The Lebanese complex is a condition well alive in Lebanon. This complex very much does exist. It lives amongst us. A part of us. It infiltrates our day-to-day lives. What is this complex? For starters, it is the stern belief that we have inherited a utopian country. That for some preordained reason, Lebanon was hand picked by the holy powers above to forever serve as the center of the universe.
While Lebanon’s geology is unmatched, it takes more than just mountains and sea to make a country great. It takes people. People are to a country as values are to a human being. You can be the most beautiful person to walk the face of this earth, but if on the inside you’re a piece of shit, none of that really matters.
What is so complex about us Lebanese is that in the self-proclaimed land of co-existence, we are very much divided. That’s not to say that populations world over don’t differ on certain issues, taking America in its present state as an example. The problem with Lebanon is our inability to apply our own beliefs at the most fundamental level.
Corruption thrives in corrupt environments. Lebanon’s history is marred with crooked, greedy politicians. But can you expect politicians to hold themselves accountable, when the people don’t hold themselves accountable?
This is the complex at its purest form. Whether it’s hypocrisy or indecisiveness, who knows and who cares? It exists, which is why addressing it is crucial. Before we talk about politicians and all the failed governments, we have to talk about we, the people.
We complain about a garbage crisis, but religiously litter the streets. We complain about corruption, but are all guilty of partaking in wasta. We curse the banks’ greediness, but eagerly gobbled up their interest rates. We actively voice our support for black lives, but continue to water the shrub of racism that grows in our own backyard.
We are George Orwell’s most peculiar animal farm, rebellious people who betray themselves to occasionally partake in the spoils of the corrupt they are rebelling against. It’s these two sides of the same coin that baffle people observing Lebanon from afar. How can people so hell-bent on resurrection be so nonchalant about achieving it? Is it because we’ve been spoiled to think we are the center of the universe? That we are the Middle East’s Shangri-La? The point at which Western and Eastern ideologies meet?
We definitely can be. We have all the makings of a modern, democratic, open-minded country and people. At the same time, we have all the makings of the opposite. Before we achieve any sort of progress, we must absolve ourselves from the pretentious nature that has dug us this deep. Lebanon’s problems aren’t just issues of government. It’s a collective of issues which start at the root of society, and to solely blame our demise on the government would be to neglect the problem altogether. We have a problem. The problem is we.
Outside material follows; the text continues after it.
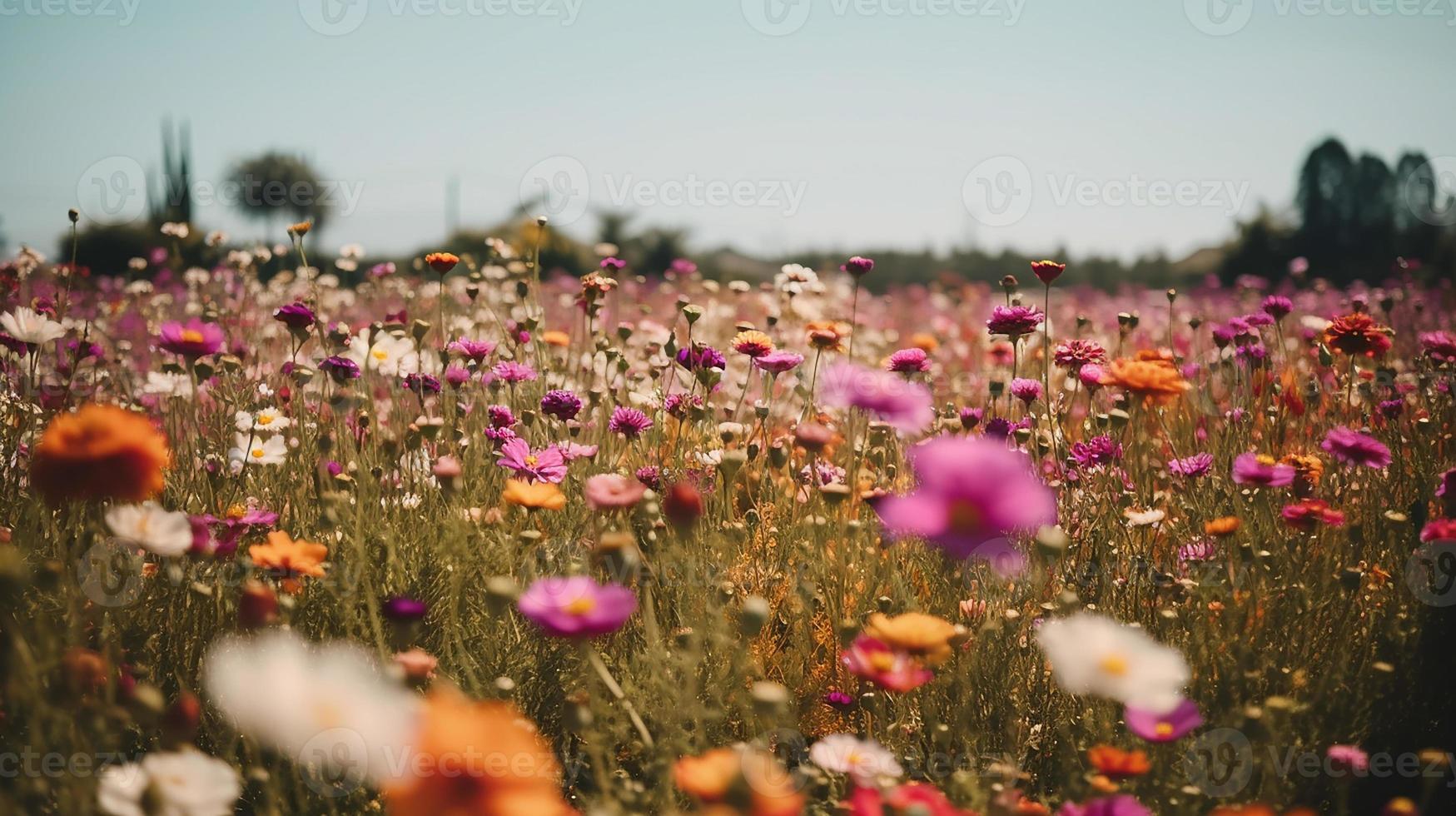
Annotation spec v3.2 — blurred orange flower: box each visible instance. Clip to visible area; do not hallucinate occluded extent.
[383,689,575,816]
[31,404,171,505]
The mantra of “Make Lebanon Paris Again” has to be flushed away with the rest of the failed mantras of our past. Lebanon isn’t Paris, mostly because today Paris isn’t Paris.
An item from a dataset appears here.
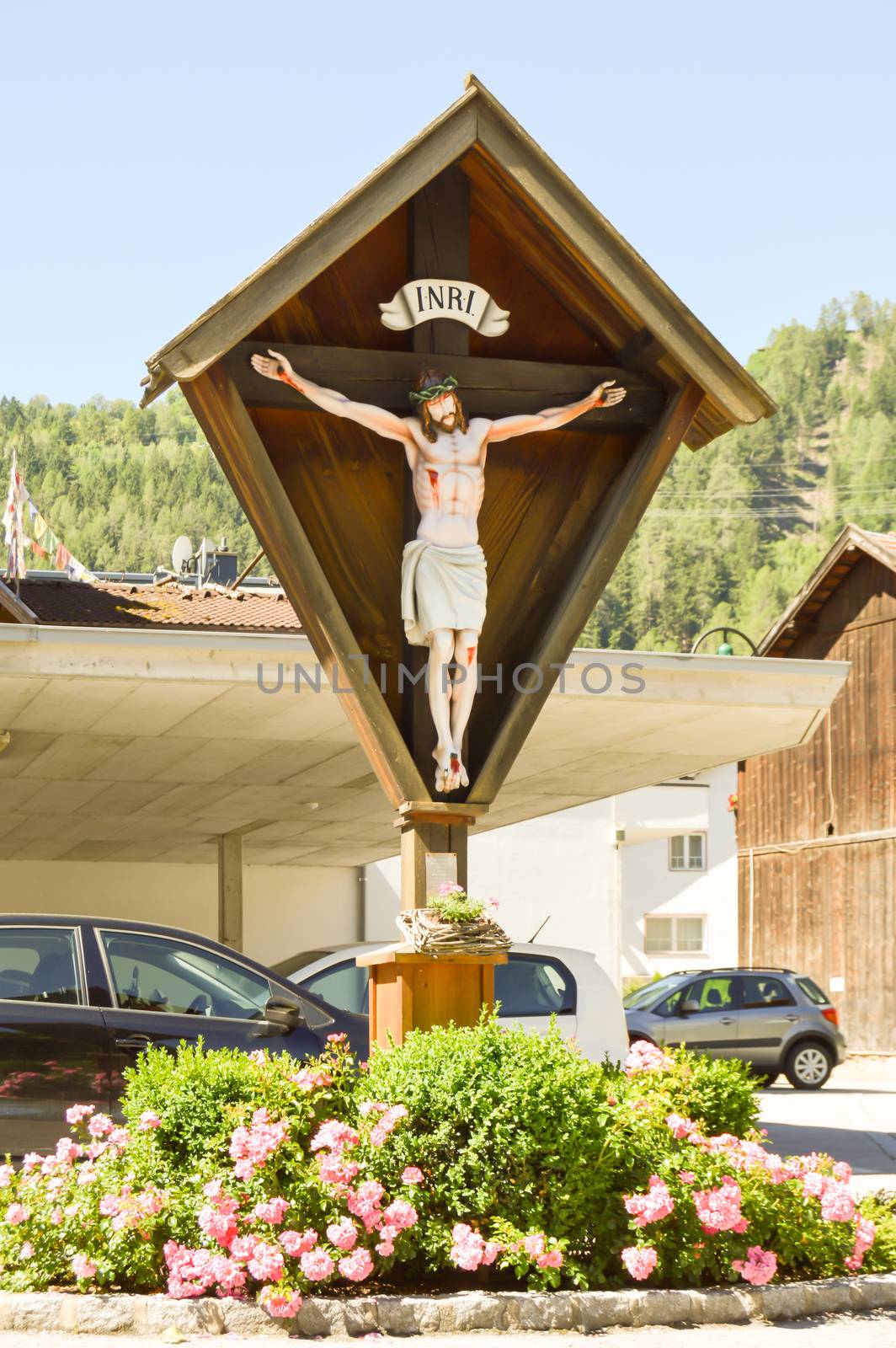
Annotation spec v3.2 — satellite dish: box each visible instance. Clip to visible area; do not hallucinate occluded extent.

The world is changing in front of your very eyes. Countries are re-organizing, reshuffling. Changes are being made.
History’s greatest Phoenix must again rise from the ashes, and reinvent itself once more. Not as a better version of its old self, but rather as a new version altogether. When it rises, it must be rid of the familiar dystopia, let go of all past mantras and ideologues, and stay true to one thing only:Who we are as a country is a reflection of who we are as individuals.